Pendidikan sebagai dasar atau
pondasi yang berpengaruh besar terhadap kemajuan bangsa. Pendidikan di
Indonesia yang tampak seperti melihat siapa yang cerdas, bukan mencerdaskan
bangsa ini sangat perlu dibenahi. Lihatlah dari segi 5W+1H. Siapa pengajarnya?
Apa yang diajarkan? Dimana mereka melakukan kegiatan belajar mengajar? Kapan kegiatan
belajar mengajar dilakukan? Bagaimana cara guru mengajar? Mengapa guru mengajar
demikian? Mengapa murid-murid malas belajar?
Ketika saya menganalisis dari berbagai sudut, faktor-faktor yang berpengaruh dengan pendidikan yaitu dari diri sendiri, keluarga, guru, fasilitas pembelajaran, kesempatan, dan lingkungan pergaulan. Dari hal-hal tersebut, faktor utamanya adalah guru bukan diri sendiri. Karena guru yang membentuk mindset dan dapat pula mengubah mindset anak terhadap kata atau kegiatan 'belajar' dan 'sekolah'. Guru bukan sebagai orang pintar yang mengajarkan melainkan sebagai orang yang dapat mentransfer ilmunya. Tidak sampainya ilmu tersebut disebabkan dari cara guru itu mengajar. Apakah membuat murid bosan, stress, atau bahkan membuat semangat untuk belajar?
Wajar sekali pelajar di
Indonesia yang mumet, stress, dan yang paling banyak adalah yang malas belajar.
Mereka duduk di kelas dari pagi hingga sore, 5/7 hari selama 12 tahun dengan
tugas yang menumpuk. Ketidakefektifan ini menghabiskan waktu yang dimiliki
pelajar untuk melakukan hal-hal lain seperti hiburan atau kegemarannya. Mereka
membutuhkan keseimbangan antara sekolah dengan kegiatan lain. Maka dari itu,
mereka semakin merasa malas dengan kegiatan sekolah yang monoton dan menggeser
waktunya untuk menjalani kegemarannya.
Semakin tidak tertarik pula
apabila diajarkan namun tidak mengerti. Karena sudah terbiasa diberitahu bukan
inisiatif mencari tahu, maka apabila tidak mengerti mereka merasa tidak bisa,
harusnya merasa tertantang untuk tahu. Ada pepatah mengatakan "Mendengar
maka kau lupa, melihat maka kau ingat, terlibat maka kau mengerti." Mereka
akan cepat memahami pelajaran dari sebuah pengalaman (praktek) yang langsung
melekat pada ingatan mereka, bukan dengan menghafal dari buku yang belum tentu
ia benar-benar memahami pada realitasnya.

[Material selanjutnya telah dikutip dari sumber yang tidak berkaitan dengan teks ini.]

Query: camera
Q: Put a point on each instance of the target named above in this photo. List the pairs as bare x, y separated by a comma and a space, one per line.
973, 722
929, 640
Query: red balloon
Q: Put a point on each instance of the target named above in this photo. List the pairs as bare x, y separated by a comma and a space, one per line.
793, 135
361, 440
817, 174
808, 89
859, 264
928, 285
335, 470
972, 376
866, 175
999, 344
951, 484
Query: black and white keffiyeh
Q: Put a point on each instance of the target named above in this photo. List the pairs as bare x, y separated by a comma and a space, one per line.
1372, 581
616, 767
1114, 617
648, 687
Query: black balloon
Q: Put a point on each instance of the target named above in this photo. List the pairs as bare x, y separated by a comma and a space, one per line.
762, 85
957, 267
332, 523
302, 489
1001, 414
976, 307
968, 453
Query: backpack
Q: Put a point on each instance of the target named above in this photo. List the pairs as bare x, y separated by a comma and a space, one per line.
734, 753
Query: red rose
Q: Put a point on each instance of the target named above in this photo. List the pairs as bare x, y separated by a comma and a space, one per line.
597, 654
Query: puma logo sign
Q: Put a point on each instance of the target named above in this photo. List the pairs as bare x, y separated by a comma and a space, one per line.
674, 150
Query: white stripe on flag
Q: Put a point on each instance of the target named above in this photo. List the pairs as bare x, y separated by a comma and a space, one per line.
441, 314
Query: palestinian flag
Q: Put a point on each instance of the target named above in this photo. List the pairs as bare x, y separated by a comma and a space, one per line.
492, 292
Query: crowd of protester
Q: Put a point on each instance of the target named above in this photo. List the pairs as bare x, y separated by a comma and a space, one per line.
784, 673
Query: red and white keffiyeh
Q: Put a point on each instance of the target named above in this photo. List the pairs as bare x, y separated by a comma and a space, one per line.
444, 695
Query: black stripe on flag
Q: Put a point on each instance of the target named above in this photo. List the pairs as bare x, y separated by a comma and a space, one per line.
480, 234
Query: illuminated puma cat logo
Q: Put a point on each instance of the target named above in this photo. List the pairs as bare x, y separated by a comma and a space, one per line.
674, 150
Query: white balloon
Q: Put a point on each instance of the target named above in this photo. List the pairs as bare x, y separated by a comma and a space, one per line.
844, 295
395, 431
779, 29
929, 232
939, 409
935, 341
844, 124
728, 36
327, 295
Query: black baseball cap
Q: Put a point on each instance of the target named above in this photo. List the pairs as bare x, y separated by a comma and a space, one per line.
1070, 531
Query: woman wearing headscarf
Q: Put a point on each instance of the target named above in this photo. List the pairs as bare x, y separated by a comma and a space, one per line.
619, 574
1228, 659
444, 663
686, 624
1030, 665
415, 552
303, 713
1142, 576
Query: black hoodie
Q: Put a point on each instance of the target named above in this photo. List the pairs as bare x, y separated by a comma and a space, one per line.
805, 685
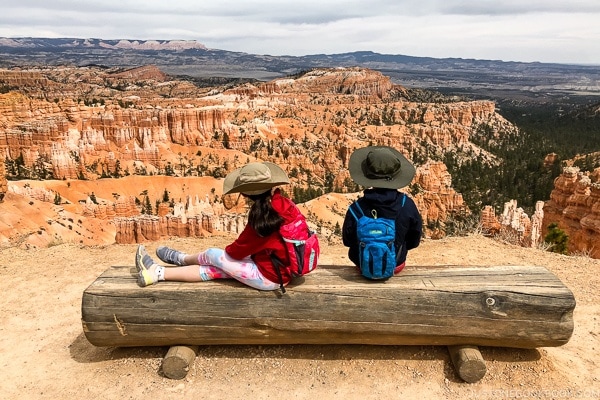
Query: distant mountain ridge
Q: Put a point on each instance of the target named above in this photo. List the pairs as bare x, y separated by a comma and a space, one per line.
194, 59
41, 43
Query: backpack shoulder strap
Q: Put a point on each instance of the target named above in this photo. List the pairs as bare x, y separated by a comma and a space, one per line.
358, 210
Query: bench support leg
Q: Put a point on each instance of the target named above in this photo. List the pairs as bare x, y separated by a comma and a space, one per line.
178, 360
468, 362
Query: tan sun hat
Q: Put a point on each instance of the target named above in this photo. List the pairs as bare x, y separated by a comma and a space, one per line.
255, 178
380, 167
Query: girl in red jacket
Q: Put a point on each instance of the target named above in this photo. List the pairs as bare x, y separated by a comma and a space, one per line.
248, 258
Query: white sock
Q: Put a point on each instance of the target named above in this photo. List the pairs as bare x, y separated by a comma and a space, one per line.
160, 272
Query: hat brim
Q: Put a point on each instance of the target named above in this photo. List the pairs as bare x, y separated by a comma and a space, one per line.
355, 167
278, 177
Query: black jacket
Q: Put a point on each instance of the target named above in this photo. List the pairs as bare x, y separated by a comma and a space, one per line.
388, 204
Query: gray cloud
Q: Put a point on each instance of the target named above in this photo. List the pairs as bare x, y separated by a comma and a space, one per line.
534, 30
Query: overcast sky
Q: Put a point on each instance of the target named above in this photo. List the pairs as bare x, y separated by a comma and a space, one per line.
563, 31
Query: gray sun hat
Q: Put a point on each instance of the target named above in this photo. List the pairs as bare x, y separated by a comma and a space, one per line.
255, 178
380, 167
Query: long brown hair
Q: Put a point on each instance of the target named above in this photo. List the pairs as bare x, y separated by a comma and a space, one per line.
262, 217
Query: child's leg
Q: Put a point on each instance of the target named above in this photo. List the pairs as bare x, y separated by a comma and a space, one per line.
221, 265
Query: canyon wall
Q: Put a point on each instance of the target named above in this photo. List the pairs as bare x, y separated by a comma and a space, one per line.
575, 206
97, 124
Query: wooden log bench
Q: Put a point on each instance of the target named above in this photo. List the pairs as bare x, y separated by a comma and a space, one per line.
456, 306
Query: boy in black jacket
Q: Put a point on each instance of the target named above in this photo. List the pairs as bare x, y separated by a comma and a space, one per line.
382, 170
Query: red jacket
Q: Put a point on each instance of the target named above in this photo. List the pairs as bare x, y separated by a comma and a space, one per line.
249, 243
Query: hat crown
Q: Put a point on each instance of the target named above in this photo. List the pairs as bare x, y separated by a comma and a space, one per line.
380, 167
381, 164
254, 173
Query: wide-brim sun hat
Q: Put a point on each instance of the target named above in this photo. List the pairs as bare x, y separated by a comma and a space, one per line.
255, 178
380, 167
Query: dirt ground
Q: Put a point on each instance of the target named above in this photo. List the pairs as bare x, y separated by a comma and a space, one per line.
45, 355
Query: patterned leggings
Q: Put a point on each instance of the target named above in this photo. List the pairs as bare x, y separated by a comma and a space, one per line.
222, 266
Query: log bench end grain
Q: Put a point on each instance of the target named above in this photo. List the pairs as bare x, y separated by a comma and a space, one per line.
465, 307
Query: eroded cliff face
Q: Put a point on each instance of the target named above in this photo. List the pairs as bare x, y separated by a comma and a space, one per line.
89, 123
575, 206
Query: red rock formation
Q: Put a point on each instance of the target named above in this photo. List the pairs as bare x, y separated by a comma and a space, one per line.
575, 206
514, 224
91, 122
435, 198
3, 183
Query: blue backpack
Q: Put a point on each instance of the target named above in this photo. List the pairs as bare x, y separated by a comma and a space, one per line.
376, 236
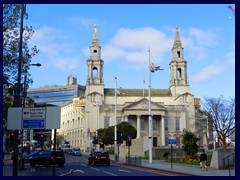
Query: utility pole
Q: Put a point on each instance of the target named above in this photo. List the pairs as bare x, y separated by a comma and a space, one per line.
152, 68
115, 127
16, 132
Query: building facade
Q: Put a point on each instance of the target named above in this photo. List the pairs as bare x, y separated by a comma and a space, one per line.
172, 109
56, 95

Guru pun tidak memperhatikan
apa yang disukai, digemari, dirasakan, dialami dan dipikirkan oleh
murid-muridnya. Pentingnya hal-hal kecil untuk diamati seperti batu kerikil yang
membuat kita tersandung. Tidak terus-menerus murid yang memahami gurunya tetapi
guru juga baik untuk memahami muridnya. Tanpa memahami lawan bicaranya, apa
yang ia sampaikan belum tentu diterima dengan baik.
Pentingnya memperketat siapa
yang bisa menjadi guru, selain pintar ia juga harus berpotensi terhadap psikologi
anak dan ketulusan untuk membuat murid-muridnya cerdas. Dengan demikian, guru
yang sudah berkualitas tinggi perlu didukung oleh sistem pendidikan di
Indonesia yang diperbaiki dengan matang. Tentunya dengan goresan kreatif yang
dapat mengaplikasikan cara-cara yang dimiliki guru untuk mengajar.